Sculpture, National Art School
By Bineeta Saha
What came first, the egg or the orgasm? At the National Art School graduate show, sculpture artists Sarah Parker, Eleni Ioakimidis and Mia McCall engage the body of the viewer in a manner that is at once anxious, erotic and deliriously playful. These artists’ works inhabit the very precipice of sensation, reworking the no-touch space of the gallery into one of erotic encounter: the viewer’s hand may not approach, yet the work compels their body to imagine what it cannot hold. Here, the real content of the works exists only hypothetically—impossible to touch, yet absolutely, deliciously felt in the mind.

Sarah Parker, Sharp Objects, steel, wool, resin, 57 x 35 x 35 cm, National Art School, Sydney, https://gradshow25.nas.edu.au/collections/sarah-parker/products/sharp-objects. Photo: Courtesy of the National Art School.
It’s Parker’s Sharp Objects (2025) that beckons me first. A knife and a vibrator lie side by side, sheathed in soft crochet-a pair of old lovers, or maybe a pesky lingering hook-up. The knife, banded red and white, still seems capable of slicing; the vibrator, blue-grey, hints at ecstatic tremors a hopeful on-button away. But it’s the wool that cocoons them that gets me: a swaddling comfort that doubles as camouflage, clothing the objects in a cosy banality. Tension lies in this mismatch between what the objects are and what they cannot do, their thwarted potential prompting the body to imagine activation anyway.

Eleni Ioakimidis, Rest Assured, foam, fabric, found chair, 120 x 40 cm, National Art School, Sydney, https://gradshow25.nas.edu.au/collections/sculpture/products/rest-assured. Photo: Courtesy of the National Art School.
Ioakimidis’ sculpture Rest Assured (2025) also trades in tension, assuring anything but rest. Ioakimidis wrangles the domestic and wrings it taut. The work is a chair upholstered in pink velvet and embossed with a pattern of frivolous roses. Peculiarly, the seat cushion protrudes like a wagging tongue or an expectant erection. I want to sit; I can’t figure out how. Exquisitely tactile, the chair teases the viewer with its perverse unusability, forcing the viewer to stand awkwardly before it. Like Sharp Objects (2025), Rest Assured (2025) becomes a study in interrupted function. Parker and Ioakimidis both eroticise the readymade tradition, but where the frisson of Parker’s objects lie in their erotic potentiality, Ioakimidis’s chair is undone by its own premature stiffness—a domestic object stalled mid-gesture.

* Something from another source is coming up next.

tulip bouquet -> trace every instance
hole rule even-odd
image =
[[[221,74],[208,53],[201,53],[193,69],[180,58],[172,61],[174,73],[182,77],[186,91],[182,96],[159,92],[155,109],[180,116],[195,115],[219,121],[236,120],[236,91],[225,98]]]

Mia McCall, Futile Devotion, boiled egg, 69 nails, VHS tape, metal, 20 x 22 x 14 cm, National Art School, Sydney, https://gradshow25.nas.edu.au/collections/mia-mccall/products/futile-devotion. Photo: Courtesy of the National Art School.
If Ioakimidis and Parker tease the viewer, McCall makes them wince. Futile Devotion (2025) comprises a hard-boiled egg atop a nail-studded VHS tape. The work brings to mind the classic bed-of-nails trick: a body can recline safely on many nails because the pressure distributes across many points. Here, the fleshy egg stands in for that body—its fragility heightening the risk, even if nothing gets punctured. McCall’s choice of sixty-nine nails (but of course) injects a slight humour that destabilises the work’s ascetic severity, tipping it into erotic farce. Step on one nail or a thousand-either way, the mind summons images of ritualised endurance and masochistic practices of submission. Does the egg have a safe word?
All of these works are NFS. These artists are protective of the sensual, precarious experiences they have created. NAS students-in the sculpture department, at least-are leaning unapologetically into the corporeal, building intense frameworks of pleasure, denial and longing. The carnality of the sculptures activates an almost reflexive bodily projection-we can’t help but animate ourselves within them, transpose where our limbs would go, how we might use them, touch them, feel them hurt. Tap that on-button, perch on a taut tongue, brace against a bed of nails. The gallery is a no-touch arena, but the imagination is a willing accomplice.
Bineeta Saha is a Sydney/Eora-based art and food writer and an Arts and Social Work student.